Я испытывал жадное удовольствие
и даже наслаждение от возможности участия в этой жизни, от познания окружающей действительности. Конечно, я прекрасно знал и помнил, что нахожусь в заключении, но не это было главным! Удивительно: в то время я не стремился на свободу...
«Сначала я работал в шахте на откатке, но в первые же дни увидел КЛУБ. Пианино. Хор разучивал «Смело, товарищи, в ногу». Я немедленно проник в клуб» - то есть, там даже хор был уже - «Через месяц я организовал «Живгазету». И - пошло! Каждую неделю - выступление. «Парады», «оратории», «концовки», «хоровая декламация», песни, танцы. От работы в шахте меня освободили, назначили на ближайшую буровую вышку мотористом…

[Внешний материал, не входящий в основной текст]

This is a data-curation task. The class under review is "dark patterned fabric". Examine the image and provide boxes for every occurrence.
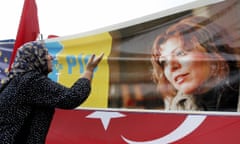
[0,41,91,144]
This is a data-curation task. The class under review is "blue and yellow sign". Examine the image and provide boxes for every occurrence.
[46,32,112,108]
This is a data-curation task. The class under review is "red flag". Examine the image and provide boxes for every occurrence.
[46,109,240,144]
[8,0,40,71]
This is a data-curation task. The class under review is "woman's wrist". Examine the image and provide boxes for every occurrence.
[82,70,93,81]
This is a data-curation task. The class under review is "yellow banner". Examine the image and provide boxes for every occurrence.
[53,32,112,108]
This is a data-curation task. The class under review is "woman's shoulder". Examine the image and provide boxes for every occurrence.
[16,71,44,78]
[12,71,47,85]
[22,71,44,77]
[0,71,47,95]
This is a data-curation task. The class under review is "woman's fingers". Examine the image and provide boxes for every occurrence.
[86,53,104,71]
[94,53,104,64]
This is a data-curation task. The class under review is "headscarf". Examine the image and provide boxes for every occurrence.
[1,40,49,88]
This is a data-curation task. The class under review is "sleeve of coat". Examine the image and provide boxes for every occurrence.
[23,72,91,109]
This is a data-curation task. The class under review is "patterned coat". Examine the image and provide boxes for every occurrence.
[0,41,91,144]
[0,72,91,144]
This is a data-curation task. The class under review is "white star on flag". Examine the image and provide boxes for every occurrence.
[86,111,126,130]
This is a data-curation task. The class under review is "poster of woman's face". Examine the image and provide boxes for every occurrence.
[108,0,240,112]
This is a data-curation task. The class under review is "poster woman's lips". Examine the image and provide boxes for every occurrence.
[174,73,189,84]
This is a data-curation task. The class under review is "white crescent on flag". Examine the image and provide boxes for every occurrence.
[121,115,207,144]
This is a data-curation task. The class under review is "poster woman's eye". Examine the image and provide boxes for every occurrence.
[175,49,186,57]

Восемь часов я, как ненормальный, провожу в клубе. Тексты пишем сами, репетируем материалы на местные темы. Наконец, ставим спектакли…Чудом у меня сохранились кое-какие материалы, «стихи», сочинённые тогда:
Растут ударников могучие полки!
Мы старый мир и быт берём в штыки!
…все мы были искренними энтузиастами нашего театра.

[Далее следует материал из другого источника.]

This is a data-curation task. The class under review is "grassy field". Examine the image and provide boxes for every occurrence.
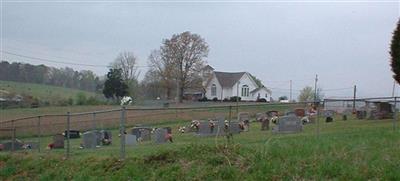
[1,117,399,180]
[0,80,98,104]
[0,105,120,121]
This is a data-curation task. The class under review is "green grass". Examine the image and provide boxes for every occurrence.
[0,105,120,121]
[0,80,97,103]
[1,118,400,180]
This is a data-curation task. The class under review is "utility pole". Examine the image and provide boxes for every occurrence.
[392,80,396,97]
[236,81,240,115]
[353,85,357,113]
[314,75,318,102]
[289,80,292,102]
[314,74,319,137]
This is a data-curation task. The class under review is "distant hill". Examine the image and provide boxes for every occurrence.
[0,80,101,107]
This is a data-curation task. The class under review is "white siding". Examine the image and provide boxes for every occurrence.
[205,72,265,101]
[205,75,223,100]
[252,89,269,100]
[223,87,232,100]
[232,73,259,101]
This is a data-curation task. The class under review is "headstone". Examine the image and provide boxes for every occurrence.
[100,130,112,145]
[323,110,335,118]
[356,110,366,119]
[1,140,24,151]
[285,111,296,117]
[197,121,215,135]
[377,102,393,119]
[140,129,152,141]
[256,113,266,122]
[53,134,64,148]
[228,122,242,134]
[82,131,98,149]
[125,135,137,146]
[238,112,250,122]
[130,127,142,138]
[22,142,39,149]
[130,127,152,141]
[238,112,250,132]
[294,109,306,117]
[273,116,302,133]
[261,118,269,131]
[154,128,168,144]
[266,110,279,117]
[163,127,172,134]
[326,117,333,123]
[64,130,80,139]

Вскоре наш клуб-центр становится подлинным культурным центром, а выступления «Живгазеты» и спектакли
исключительно популярными…
Был у нас небольшой оркестр: гитара, балалайка, мандолина. Выпускали мы и стенгазету. В ней очень часто менялись заметки, карикатуры…

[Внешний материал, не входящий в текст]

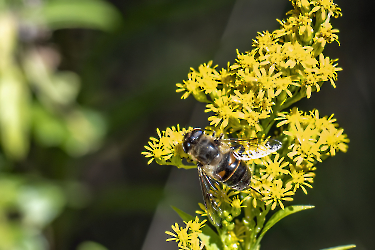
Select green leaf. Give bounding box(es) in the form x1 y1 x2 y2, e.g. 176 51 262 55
171 206 222 250
320 244 356 250
199 234 221 250
256 205 314 245
0 68 30 160
32 103 68 147
41 0 122 32
77 241 108 250
18 183 66 228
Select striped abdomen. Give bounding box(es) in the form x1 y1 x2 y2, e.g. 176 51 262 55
213 152 251 191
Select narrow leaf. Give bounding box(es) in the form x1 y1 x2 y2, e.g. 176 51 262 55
0 69 30 160
320 244 356 250
257 205 314 243
41 0 122 31
171 206 222 250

Я гордился, что на одной из карт была помечена речка моего имени…
Я от всего получал удовольствие: изучал язык ненцев, ездил на оленьих упряжках…»
«Невероятные «чудеса» были на Вайгаче. Никто никогда не болел… Мне всегда казалось, что романтикой там охвачено большинство. Просто не помню унывающих в своём окружении".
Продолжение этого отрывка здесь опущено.